Like a phoenix rising, like a damnation from above, like a cleansing of the past…

It made her blood sing and her heartbeat race and her skin tingle with heat and pain, pain that reminded her she was alive.

Beautiful, she decided.

The sight of the fire was beautiful.

Now if she could just hold some of that beauty for herself, capture it, snatch it, cradle it tenderly in her hands as she stares with eyes reflecting the glowing embers...

That was how the police found her.

Standing among the singed grass in her former front yard, staring with an unfocused but wholly absorbed gaze at the spectacle of the burning house, hands held in front of her as if to reach for the flames, and the neighbors who'd alerted the fire department speaking off to the side in hushed whispers and throwing furtive glances at the 'strange loner child'.

"What do you mean she's an orphan? Who has she been living with, then? Surely a child living alone would've been reported to Child Services by now."

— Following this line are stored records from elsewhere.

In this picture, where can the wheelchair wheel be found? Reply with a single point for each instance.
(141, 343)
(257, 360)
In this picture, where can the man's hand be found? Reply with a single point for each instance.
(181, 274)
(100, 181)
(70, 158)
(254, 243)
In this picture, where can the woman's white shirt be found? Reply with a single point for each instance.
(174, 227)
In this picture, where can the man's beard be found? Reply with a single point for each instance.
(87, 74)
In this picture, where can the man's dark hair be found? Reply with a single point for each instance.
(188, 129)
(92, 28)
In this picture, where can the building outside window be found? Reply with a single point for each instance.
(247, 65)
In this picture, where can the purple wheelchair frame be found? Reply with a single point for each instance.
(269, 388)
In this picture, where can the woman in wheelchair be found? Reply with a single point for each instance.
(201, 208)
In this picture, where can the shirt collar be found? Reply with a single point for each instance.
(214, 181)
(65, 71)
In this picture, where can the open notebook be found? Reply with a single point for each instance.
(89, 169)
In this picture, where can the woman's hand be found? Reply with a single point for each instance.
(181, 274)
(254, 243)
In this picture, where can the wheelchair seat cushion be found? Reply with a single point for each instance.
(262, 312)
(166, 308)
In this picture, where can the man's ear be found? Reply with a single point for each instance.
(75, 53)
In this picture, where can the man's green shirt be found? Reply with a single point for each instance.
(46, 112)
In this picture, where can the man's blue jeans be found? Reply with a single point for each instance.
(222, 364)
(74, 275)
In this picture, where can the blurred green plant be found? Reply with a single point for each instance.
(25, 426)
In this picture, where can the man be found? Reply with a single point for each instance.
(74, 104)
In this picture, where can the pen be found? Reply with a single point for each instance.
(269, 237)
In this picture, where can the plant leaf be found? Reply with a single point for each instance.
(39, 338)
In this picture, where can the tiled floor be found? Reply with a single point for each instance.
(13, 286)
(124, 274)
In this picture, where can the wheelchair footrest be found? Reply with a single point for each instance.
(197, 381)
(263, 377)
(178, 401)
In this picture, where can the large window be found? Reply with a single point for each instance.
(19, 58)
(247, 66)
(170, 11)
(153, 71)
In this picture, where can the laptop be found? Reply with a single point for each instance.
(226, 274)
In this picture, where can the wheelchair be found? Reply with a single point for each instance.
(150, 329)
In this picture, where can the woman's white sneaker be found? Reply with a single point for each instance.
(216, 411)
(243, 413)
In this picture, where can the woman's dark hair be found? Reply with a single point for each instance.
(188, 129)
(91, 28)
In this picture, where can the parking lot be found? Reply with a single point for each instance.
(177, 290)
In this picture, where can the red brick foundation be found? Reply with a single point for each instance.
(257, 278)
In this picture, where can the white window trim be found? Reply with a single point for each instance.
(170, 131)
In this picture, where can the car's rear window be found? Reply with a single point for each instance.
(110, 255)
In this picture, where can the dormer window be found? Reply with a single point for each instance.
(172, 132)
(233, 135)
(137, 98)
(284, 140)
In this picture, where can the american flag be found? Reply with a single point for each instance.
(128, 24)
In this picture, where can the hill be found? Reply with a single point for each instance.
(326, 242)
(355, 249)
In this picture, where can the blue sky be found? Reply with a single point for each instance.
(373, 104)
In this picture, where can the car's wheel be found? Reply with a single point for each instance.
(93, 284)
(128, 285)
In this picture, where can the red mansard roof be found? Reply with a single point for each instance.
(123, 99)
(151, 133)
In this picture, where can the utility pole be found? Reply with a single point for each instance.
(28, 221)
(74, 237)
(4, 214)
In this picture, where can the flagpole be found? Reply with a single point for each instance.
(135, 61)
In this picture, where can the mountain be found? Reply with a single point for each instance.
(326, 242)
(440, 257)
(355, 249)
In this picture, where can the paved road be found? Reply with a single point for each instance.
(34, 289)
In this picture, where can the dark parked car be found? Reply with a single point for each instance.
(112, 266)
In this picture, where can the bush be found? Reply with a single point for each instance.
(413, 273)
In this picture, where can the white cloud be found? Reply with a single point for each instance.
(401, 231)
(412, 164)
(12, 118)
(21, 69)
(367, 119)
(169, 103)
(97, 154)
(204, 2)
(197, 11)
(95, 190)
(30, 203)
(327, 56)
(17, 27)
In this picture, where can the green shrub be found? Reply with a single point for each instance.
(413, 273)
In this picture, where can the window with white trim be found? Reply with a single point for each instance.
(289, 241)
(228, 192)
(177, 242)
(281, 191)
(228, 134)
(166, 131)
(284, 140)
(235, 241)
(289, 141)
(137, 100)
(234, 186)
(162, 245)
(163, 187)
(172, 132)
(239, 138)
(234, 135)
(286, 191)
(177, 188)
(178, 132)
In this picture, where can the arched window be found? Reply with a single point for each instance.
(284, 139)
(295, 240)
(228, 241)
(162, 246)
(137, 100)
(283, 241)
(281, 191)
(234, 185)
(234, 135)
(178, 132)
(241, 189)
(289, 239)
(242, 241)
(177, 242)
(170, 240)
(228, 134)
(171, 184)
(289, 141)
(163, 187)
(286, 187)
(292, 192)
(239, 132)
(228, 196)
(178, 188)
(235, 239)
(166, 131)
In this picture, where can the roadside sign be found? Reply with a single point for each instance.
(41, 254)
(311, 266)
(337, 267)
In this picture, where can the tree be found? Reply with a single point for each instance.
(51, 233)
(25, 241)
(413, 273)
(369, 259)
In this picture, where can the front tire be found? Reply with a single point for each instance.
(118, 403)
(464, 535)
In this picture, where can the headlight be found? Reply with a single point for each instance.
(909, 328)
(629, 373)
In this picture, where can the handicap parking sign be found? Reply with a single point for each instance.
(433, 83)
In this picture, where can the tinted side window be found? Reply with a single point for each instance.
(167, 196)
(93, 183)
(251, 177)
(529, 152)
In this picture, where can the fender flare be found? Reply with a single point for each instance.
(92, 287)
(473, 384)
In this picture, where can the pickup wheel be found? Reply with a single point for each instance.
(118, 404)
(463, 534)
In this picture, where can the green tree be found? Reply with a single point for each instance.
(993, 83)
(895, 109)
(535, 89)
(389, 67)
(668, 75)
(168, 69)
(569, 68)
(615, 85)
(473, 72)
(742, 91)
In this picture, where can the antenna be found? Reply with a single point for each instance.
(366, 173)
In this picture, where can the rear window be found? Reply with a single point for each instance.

"Ah, well, officer, you see-"

. . .

"Miss Frances A. Brume? I see you've woken up. I'm Jacques Lafayette; I work for the Childcare Services of France. I'm afraid that the fire burned down your house, and as you have no legal guardian anyway, you are now a ward of the state. Meaning… well, I'm terribly sorry about this, Miss Brume, but you'll have to go to an orphanage."

Fran Amarante Brume, a tealette child who was 11 years of age, looked blankly at the smiling blond man, whose smile gradually shrunk as time wore on as she never answered.

Then she spoke, arms laying limply at her sides, a cast on one and a bulky plaster on her ribs, eyes placid and unreadable.

"Will there be fire?"

. . .

The house was on fire.

It was on fire because of her.

Fran glanced down at the box of matches clutched tightly in her fingers, and grinned crookedly, like one who was unused to showing such facial expressions.

Because of her.

And now she was finally content.

Something interesting had happened.


#

#

#

I don't even know anymore. This chapter just kinda begged to be written. So yeah, it's a Fran who is basically indifferent to life because everything seems boring. Then one day she's playing around with matches since she's a rebellious little preteen like that, and her house burns down. That day, she discovered the adrenaline rush from nearly dying and decides that it was interesting, or at least not boring like usual, and thus a adrenaline addict sometimes-suicidal pyromaniac Fran was born. Yay. Oh, and as a warning, the way I write will probably change often from chapter to chapter. Some chapters are very dramatic and angsty, which I tend to write in a haphazard fluid-format style, while others are much more plain-spoken and descriptive to set a scene or get some plot point over with.